Death Sentence Overturned For Briton Convicted Over Daniel Pearl Murder
A Pakistani court on Thursday overturned the death sentence for British-born militant Ahmed Omar Saeed Sheikh, who had been convicted over the 2002 killing of American journalist Daniel Pearl.
Sheikh's defence lawyer Khawja Naveed told AFP his client's sentence had been reduced to seven years in prison.
Since Sheikh has been in prison since 2002, he was expected to be released, but the court had not yet issued that order, Naveed added.
Prosecutors did not immediately comment.
Pearl, 38, was the South Asia bureau chief for The Wall Street Journal when he was abducted and beheaded in Karachi in 2002, while researching a story about Islamist militants.
A graphic video showing Pearl's decapitation was delivered to the US consulate in the city nearly a month later.
Sheikh was arrested in 2002 and sentenced to death by an anti-terror court, while three other co-accused received life imprisonment.

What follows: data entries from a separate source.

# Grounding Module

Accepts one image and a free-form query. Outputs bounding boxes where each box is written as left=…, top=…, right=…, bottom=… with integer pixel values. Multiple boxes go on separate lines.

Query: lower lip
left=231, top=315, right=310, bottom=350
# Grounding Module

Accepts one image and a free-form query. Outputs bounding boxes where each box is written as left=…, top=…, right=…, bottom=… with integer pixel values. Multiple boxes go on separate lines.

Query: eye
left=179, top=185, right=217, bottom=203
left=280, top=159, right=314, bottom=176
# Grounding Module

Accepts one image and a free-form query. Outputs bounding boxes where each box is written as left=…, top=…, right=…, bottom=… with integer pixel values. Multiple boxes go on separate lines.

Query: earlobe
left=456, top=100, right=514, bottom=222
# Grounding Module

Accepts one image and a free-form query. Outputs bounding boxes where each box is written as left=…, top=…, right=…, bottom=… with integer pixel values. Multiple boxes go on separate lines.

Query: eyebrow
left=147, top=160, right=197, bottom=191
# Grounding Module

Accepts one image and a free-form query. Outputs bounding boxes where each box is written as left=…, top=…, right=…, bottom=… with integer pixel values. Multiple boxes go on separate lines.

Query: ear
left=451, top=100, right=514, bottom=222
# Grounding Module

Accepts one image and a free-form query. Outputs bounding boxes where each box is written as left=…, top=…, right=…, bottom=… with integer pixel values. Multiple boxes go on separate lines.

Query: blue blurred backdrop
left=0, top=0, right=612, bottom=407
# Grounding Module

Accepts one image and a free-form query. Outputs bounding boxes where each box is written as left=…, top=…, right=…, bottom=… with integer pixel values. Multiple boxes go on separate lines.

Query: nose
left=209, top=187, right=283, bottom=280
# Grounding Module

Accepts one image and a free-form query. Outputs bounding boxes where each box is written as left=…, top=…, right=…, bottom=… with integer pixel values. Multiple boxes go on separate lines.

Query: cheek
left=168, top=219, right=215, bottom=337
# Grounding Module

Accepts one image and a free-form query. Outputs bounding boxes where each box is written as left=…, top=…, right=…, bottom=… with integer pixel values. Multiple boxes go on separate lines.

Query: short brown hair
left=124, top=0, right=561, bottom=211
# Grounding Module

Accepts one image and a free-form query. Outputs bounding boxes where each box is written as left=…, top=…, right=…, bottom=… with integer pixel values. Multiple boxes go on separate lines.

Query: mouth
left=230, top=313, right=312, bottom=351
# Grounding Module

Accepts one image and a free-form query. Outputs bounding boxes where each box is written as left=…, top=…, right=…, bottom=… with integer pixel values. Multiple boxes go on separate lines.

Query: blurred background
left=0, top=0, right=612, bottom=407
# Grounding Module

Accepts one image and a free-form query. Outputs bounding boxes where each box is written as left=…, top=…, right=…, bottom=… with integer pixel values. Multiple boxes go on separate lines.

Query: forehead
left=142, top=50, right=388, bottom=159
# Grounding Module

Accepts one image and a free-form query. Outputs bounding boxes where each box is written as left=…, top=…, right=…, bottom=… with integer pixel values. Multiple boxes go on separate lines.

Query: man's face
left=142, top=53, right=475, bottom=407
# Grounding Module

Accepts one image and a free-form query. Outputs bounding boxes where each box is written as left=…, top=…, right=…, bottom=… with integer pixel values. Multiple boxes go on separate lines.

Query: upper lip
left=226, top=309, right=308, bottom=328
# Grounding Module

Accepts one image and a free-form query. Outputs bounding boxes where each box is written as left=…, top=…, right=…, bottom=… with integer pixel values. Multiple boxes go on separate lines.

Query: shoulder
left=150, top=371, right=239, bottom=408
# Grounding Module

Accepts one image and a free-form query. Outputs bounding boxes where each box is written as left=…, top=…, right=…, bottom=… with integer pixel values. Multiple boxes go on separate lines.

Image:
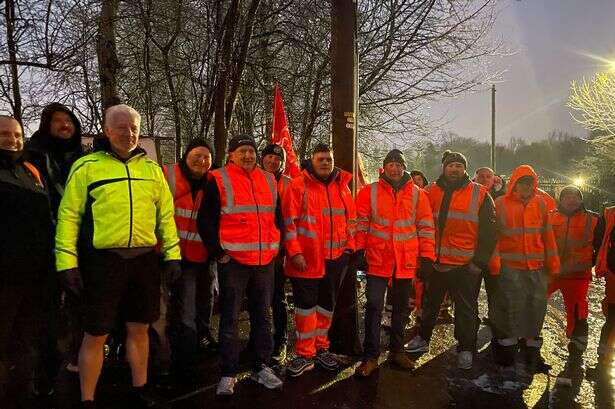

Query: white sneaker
left=457, top=351, right=472, bottom=370
left=216, top=376, right=237, bottom=395
left=404, top=335, right=429, bottom=353
left=251, top=365, right=283, bottom=389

In January 2011, a report released by the Pearl Project at Georgetown University following an investigation into his death made chilling revelations, claiming that the wrong men were convicted for Pearl's murder.
The investigation, led by Pearl's friend and former Wall Street Journal colleague Asra Nomani and a Georgetown University professor, claimed the reporter was murdered by Khalid Sheikh Mohammad, the alleged mastermind of the September 11 2001 attacks, not Sheikh.
Mohammed -- better known as KSM -- was arrested in Pakistan in 2003 and is being held in Guantanamo Bay.
A US psychologist who interviewed KSM said the prisoner had told him that he had beheaded Pearl.